Why was he still studying? Oh Le Savant, there really was another exam, and I had to—
Blaise clapped me on the back. “There’s no more exams!”
“But—”
“Marcus,” Blaise interrupted. He shoved me forward and down into the empty chair across from Valere. “What entertainments can you offer to distract this one from studying?”
“I wish,” Marcus said. “What entertainment are you providing, amico?”
“You don’t have anything?” Blaise asked. “For shame.”

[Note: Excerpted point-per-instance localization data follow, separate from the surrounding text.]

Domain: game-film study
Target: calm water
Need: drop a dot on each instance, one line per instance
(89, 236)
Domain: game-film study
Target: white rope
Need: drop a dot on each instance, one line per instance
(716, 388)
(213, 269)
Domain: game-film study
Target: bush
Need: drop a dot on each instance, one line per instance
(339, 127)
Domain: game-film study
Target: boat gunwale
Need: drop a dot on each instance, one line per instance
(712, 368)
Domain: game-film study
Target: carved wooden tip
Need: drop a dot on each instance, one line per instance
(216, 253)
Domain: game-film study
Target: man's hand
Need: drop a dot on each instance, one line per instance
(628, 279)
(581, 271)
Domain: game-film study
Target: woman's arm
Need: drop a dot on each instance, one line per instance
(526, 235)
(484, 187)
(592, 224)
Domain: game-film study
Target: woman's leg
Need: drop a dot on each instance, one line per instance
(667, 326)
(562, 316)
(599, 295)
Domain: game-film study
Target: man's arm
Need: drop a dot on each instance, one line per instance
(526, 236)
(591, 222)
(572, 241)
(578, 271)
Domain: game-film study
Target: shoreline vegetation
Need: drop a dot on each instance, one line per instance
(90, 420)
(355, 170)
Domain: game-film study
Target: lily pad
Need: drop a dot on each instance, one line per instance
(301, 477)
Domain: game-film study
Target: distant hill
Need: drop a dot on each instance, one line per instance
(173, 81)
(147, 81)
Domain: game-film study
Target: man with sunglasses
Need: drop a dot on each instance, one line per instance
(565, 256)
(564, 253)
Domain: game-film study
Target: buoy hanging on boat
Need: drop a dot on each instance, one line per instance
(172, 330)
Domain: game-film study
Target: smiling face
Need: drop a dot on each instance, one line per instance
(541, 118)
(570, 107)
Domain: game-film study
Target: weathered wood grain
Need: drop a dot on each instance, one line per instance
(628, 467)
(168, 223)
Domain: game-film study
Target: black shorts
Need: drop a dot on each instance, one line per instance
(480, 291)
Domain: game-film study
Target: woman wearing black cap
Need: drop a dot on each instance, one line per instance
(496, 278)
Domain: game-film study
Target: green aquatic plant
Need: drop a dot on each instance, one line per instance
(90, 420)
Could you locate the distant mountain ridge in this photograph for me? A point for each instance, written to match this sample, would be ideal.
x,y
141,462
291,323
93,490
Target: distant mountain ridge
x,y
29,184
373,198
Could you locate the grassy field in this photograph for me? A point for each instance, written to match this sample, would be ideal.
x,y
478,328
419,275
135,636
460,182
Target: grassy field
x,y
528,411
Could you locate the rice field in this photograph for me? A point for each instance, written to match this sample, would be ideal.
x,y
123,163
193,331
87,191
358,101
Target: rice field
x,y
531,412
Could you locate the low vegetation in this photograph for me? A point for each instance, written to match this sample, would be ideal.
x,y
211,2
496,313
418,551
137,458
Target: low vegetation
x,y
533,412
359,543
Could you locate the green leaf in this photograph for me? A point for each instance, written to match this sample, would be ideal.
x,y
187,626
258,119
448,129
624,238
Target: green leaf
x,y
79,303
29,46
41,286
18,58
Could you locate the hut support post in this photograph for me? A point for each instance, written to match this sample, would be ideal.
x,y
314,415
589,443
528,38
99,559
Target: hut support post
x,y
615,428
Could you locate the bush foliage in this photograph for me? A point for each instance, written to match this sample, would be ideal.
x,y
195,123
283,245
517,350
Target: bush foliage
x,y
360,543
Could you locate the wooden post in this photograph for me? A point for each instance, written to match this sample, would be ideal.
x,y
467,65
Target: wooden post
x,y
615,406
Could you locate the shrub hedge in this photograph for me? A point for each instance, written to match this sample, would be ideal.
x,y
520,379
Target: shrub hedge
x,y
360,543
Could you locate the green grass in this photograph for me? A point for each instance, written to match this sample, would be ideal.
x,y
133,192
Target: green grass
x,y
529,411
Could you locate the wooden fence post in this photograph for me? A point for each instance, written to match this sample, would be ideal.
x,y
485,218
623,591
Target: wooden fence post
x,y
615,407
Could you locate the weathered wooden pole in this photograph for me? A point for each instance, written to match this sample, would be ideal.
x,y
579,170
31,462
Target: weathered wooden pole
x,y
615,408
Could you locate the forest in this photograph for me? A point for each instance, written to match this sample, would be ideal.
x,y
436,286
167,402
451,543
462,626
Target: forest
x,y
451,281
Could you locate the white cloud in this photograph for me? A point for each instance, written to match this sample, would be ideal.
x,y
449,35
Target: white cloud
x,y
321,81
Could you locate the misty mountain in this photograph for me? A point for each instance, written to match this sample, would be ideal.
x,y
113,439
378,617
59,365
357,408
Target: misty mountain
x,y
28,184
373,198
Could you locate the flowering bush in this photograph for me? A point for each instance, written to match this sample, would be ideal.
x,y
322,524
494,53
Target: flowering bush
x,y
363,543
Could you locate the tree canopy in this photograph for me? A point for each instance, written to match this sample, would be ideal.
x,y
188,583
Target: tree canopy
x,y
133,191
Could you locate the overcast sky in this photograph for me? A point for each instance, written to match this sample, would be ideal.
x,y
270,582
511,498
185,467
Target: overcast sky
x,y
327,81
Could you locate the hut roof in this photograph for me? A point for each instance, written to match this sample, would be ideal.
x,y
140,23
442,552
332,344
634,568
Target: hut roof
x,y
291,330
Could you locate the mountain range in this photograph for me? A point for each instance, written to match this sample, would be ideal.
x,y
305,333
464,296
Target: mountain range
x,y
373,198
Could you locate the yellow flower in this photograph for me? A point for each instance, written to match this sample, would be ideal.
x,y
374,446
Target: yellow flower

“On your mother,” Marcus finished.
“What time is your carriage arriving?”
“Too soon to actually do anything, too late to avoid boredom.”
Blaise stuck out his tongue.
“Or you can take your own carriage back,” Marcus reminded him.
“Squished in one carriage with my four brothers? I’d rather be hanged. The smell alone will finish me off.”
“So stop complaining and entertain us.”
I folded my arms on the table and set my heavy head down. Blaise stroked my hair. I tensed and slapped his hand away. Marcus and Levi both laughed.
“See if I do a favour for you,” Blaise muttered.
I should have apologised, but I squeezed my eyes and mouth shut instead. I couldn’t. His hand felt so nice — but a man’s hand shouldn’t feel nice. The next thing I’d know, they would have all figured it out. Daniel the sodomite. Daniel the burning sodomite, strapped to a stake in the village square.
Even though his hand didn’t feel nice in that way. Blaise was like a brother to me, but I had to be careful.